Label and Tag Design
Regardless of which materials or styles you use, Print Aura explains that simple is always better. Rather than taking up the entire tag space with a long product description, keep it succinct. Choose a few key product features and summarize them in a handful of words for a powerful message that customers remember.
All apparel companies should have a basic understanding of color psychology. Because no matter what color the clothes are, your branding materials and labels can make or break how a customer feels about your brand. Graphic designer Nick Spence reveals that a signature brand color can boost recognition by as much as 80 percent. If you want to establish security and trust — values that are especially important for selling clothing online — blue is the best color to choose. If your labels are a consistent blue color that align with the rest of your brand, for example, you’re much more likely to establish trust and stand out in customers minds.
If it’s excitement and independence you want to portray, red shades can do the trick. Smile.io explains that red is associated with passion, life and energy, so a red label could be well-suited for a brand seeking to define a new niche or be seen as a trendsetter in the industry. When it comes to creating happy customers who associate your product with joy, Help Scout says yellow might be the best choice. In fact, yellow is psychologically the happiest color in the entire spectrum.
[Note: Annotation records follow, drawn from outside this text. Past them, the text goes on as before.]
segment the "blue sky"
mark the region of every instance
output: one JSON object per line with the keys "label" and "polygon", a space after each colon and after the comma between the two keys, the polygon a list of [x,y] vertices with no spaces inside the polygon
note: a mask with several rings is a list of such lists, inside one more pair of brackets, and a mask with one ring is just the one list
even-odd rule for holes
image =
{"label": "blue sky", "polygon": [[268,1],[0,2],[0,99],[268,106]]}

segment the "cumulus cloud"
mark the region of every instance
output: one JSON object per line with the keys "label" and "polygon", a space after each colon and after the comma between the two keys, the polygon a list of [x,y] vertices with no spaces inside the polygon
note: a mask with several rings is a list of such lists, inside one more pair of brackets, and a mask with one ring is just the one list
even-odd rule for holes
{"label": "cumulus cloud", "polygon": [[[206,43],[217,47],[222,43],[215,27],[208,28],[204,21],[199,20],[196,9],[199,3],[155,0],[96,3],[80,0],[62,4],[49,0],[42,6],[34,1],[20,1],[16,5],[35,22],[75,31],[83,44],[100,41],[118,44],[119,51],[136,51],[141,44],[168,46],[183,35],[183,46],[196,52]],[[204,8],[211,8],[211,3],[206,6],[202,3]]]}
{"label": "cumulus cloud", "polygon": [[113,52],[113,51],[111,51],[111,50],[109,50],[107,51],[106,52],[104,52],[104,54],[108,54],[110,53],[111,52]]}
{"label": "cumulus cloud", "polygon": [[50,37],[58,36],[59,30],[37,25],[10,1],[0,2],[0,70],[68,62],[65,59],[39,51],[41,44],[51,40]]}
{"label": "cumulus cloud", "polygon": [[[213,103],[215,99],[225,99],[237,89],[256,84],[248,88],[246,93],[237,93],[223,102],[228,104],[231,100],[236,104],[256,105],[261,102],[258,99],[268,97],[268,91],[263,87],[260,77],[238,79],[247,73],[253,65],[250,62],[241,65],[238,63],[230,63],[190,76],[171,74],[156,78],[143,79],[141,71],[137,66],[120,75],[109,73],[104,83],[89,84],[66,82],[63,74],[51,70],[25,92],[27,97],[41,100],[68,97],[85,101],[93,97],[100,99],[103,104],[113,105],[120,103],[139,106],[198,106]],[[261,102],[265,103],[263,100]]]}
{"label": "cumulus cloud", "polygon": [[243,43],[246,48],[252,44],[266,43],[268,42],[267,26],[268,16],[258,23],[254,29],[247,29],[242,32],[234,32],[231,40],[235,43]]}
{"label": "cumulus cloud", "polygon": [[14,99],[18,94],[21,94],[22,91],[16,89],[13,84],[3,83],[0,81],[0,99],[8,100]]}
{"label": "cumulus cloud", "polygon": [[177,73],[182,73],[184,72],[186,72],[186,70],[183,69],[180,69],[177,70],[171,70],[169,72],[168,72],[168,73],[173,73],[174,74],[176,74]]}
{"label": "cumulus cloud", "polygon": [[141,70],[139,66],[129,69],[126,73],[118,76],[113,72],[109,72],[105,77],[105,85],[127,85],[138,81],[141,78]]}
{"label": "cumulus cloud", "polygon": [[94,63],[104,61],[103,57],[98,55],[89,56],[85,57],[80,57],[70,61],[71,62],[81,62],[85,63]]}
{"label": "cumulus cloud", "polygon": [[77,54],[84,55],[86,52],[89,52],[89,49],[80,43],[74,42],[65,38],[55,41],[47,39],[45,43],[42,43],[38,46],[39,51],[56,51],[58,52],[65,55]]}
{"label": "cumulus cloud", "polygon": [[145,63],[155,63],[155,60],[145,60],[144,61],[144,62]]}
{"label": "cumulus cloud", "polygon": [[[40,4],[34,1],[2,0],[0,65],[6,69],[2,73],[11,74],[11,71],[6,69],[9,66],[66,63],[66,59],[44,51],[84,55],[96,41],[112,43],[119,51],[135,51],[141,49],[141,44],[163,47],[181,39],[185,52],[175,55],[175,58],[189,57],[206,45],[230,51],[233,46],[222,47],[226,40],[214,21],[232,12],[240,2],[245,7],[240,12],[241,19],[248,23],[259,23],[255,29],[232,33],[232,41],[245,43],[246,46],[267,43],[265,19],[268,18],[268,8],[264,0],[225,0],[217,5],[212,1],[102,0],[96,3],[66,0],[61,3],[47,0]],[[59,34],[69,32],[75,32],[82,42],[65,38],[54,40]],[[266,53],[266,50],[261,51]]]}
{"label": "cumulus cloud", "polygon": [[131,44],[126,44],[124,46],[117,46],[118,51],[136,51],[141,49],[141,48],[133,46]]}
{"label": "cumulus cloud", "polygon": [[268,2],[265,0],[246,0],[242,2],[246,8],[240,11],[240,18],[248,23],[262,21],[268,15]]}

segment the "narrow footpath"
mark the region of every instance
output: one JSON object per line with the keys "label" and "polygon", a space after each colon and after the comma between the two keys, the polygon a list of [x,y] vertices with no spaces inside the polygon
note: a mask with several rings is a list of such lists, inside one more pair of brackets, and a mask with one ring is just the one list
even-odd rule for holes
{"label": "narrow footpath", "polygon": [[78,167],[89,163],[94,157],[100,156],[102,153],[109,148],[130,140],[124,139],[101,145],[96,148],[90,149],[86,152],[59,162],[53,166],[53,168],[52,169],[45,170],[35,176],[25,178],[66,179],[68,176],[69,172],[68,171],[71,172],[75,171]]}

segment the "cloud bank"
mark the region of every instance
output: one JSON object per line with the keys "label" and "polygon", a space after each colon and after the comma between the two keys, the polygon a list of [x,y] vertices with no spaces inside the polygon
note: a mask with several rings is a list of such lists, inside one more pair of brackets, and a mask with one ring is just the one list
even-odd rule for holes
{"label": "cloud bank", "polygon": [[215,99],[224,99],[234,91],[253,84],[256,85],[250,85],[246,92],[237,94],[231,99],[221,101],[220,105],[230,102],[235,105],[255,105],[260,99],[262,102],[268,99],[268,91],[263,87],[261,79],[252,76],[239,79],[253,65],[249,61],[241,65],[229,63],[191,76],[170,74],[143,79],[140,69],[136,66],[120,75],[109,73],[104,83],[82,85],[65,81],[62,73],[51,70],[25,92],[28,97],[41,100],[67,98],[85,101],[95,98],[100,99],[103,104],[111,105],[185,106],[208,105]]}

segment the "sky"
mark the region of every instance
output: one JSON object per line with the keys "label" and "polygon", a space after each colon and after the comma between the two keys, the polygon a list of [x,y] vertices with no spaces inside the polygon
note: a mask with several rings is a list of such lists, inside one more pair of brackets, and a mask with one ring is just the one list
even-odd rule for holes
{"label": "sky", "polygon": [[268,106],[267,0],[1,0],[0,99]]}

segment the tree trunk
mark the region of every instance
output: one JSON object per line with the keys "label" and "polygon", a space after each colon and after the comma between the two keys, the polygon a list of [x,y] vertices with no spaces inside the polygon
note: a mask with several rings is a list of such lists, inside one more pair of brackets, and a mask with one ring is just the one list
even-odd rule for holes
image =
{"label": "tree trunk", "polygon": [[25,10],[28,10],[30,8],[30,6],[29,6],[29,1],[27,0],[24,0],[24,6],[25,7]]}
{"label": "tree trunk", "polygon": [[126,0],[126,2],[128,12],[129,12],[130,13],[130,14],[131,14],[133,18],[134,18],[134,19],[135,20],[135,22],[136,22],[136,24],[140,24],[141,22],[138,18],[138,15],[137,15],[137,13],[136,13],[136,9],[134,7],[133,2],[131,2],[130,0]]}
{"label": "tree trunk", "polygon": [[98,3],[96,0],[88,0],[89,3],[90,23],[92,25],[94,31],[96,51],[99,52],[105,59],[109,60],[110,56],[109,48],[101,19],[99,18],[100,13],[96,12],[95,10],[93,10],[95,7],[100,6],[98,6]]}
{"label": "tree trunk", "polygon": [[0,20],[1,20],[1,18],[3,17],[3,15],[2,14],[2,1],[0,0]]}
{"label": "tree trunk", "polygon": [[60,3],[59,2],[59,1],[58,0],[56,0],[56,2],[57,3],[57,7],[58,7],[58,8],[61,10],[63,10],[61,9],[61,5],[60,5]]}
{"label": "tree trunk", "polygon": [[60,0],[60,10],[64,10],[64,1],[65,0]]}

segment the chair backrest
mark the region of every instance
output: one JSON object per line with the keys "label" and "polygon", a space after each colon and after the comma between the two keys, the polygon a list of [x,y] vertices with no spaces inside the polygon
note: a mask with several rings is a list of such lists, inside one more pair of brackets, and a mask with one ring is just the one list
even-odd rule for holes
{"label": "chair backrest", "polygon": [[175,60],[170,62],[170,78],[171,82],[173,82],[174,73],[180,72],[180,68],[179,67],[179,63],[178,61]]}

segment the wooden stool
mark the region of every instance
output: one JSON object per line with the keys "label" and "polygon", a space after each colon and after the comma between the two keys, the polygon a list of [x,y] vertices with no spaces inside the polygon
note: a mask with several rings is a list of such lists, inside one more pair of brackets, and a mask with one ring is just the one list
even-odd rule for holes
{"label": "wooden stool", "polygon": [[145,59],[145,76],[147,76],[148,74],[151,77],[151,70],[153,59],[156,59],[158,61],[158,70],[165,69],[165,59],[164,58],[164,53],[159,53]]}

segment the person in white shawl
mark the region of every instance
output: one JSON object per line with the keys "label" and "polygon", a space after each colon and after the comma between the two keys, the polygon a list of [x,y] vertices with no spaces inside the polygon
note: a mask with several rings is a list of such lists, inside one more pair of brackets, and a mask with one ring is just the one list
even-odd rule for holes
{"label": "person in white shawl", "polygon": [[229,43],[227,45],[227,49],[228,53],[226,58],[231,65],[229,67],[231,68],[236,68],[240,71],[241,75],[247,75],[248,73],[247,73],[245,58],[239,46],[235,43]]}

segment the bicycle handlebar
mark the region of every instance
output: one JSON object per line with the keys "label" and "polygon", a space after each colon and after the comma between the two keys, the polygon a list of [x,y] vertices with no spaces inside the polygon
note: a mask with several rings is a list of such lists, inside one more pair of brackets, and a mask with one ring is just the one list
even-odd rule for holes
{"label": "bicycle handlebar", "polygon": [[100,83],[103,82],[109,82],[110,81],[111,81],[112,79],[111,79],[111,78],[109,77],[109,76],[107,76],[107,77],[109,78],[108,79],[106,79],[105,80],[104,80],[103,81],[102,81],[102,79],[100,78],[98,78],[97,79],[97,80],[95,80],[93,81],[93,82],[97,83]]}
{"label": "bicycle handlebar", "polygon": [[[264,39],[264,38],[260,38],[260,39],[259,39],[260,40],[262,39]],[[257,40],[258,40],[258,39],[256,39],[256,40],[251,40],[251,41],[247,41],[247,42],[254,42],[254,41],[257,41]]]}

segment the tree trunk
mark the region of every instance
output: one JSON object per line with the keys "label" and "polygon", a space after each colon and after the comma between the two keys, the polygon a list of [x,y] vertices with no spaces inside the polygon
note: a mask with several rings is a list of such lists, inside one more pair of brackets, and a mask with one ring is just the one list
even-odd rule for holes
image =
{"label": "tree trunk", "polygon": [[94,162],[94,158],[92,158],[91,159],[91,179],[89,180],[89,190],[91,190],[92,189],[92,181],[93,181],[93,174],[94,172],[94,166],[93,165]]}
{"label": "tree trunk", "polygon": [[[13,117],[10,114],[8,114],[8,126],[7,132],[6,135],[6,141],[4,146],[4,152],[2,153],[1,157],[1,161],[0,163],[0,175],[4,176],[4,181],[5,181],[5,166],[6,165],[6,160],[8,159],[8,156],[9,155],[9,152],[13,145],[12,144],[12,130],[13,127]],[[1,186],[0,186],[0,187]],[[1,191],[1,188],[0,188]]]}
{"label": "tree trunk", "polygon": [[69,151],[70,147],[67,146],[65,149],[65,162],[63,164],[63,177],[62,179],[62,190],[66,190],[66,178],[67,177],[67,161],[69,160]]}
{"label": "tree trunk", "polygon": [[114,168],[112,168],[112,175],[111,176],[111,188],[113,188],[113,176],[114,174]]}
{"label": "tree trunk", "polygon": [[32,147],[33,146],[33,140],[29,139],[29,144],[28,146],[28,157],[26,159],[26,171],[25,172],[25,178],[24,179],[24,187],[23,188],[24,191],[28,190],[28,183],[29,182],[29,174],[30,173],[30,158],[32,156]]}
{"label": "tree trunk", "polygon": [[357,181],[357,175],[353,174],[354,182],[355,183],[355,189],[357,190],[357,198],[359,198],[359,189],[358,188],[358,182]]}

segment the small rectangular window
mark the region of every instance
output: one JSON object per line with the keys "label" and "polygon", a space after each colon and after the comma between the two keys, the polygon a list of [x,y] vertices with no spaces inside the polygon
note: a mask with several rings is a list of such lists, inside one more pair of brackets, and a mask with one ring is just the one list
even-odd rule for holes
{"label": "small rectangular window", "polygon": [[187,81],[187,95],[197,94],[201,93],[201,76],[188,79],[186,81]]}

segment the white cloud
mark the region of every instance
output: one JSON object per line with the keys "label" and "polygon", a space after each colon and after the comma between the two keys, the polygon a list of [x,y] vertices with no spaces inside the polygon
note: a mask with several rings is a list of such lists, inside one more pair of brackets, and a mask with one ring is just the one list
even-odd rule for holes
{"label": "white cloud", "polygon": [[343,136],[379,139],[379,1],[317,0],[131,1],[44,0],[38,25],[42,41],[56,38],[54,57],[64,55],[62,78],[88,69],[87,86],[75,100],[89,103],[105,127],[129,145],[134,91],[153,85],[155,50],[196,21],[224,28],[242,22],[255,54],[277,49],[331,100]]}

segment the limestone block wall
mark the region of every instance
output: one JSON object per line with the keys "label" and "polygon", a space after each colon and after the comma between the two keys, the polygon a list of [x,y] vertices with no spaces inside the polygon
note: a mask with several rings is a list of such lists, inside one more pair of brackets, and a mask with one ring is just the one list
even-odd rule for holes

But just because yellow evokes happiness doesn’t mean it’s the right choice for your brand. If you’re marketing to children or millennials and your brand mission is about helping people enjoy life while they wear your clothes (a bathing suit or exercise company, for example) yellow could be a solid fit. If, on the other hand, you’re creating high end suits for corporate executives, yellow isn’t exactly aligned. Your label colors are also a part of establishing brand loyalty, because a customer will continue to rely on you to evoke a certain image once you’ve told that story through a color.
If you’re an organic cotton shirt brand or a company committed to sustainable practices, a label made from an eco-friendly material can help reinforce your message. Lindsay Patton of One Green Planet says that hemp and soy are two plants that have minimal impact on animals and the environment. Creating labels from these materials can help reinforce your values as a brand committed to sustainability.
Lightning Labels explains that “using recycled labels, made from 100 percent post-consumer content, is a great way to show that your brand is interested in protecting the environment. Recycling means breaking the cycle of producing new materials and leads to a reduced carbon footprint for all related products.”
You can also communicate earth friendly commitments by letting your clothing label’s natural color shine. Author Marissa Stapley explains that organic cotton usually comes in pale, cream or light green naturally. Instead of following suit with other brands and dipping these labels in chemicals to change their colors, let their natural hues shine. These colors already evoke a sense of calm, so it’ll help reinforce your message.
Another important way to communicate your values through labeling is to ensure that all labels are consistent. This helps a brand uphold its values and ensures that all customers receive the same brand message over time.
According to Retail Insider, having all of your clothing labels and hang tags designed by the same company is one way to ensure consistency. From the label color and material to its overall quality, working with a reliable manufacturer is key to sending a strong and consistent message. It’s easy to adopt a branding or label trend just because all of your competitors are. But adopting trends can have serious implications on your business if they don’t properly reflect your brand.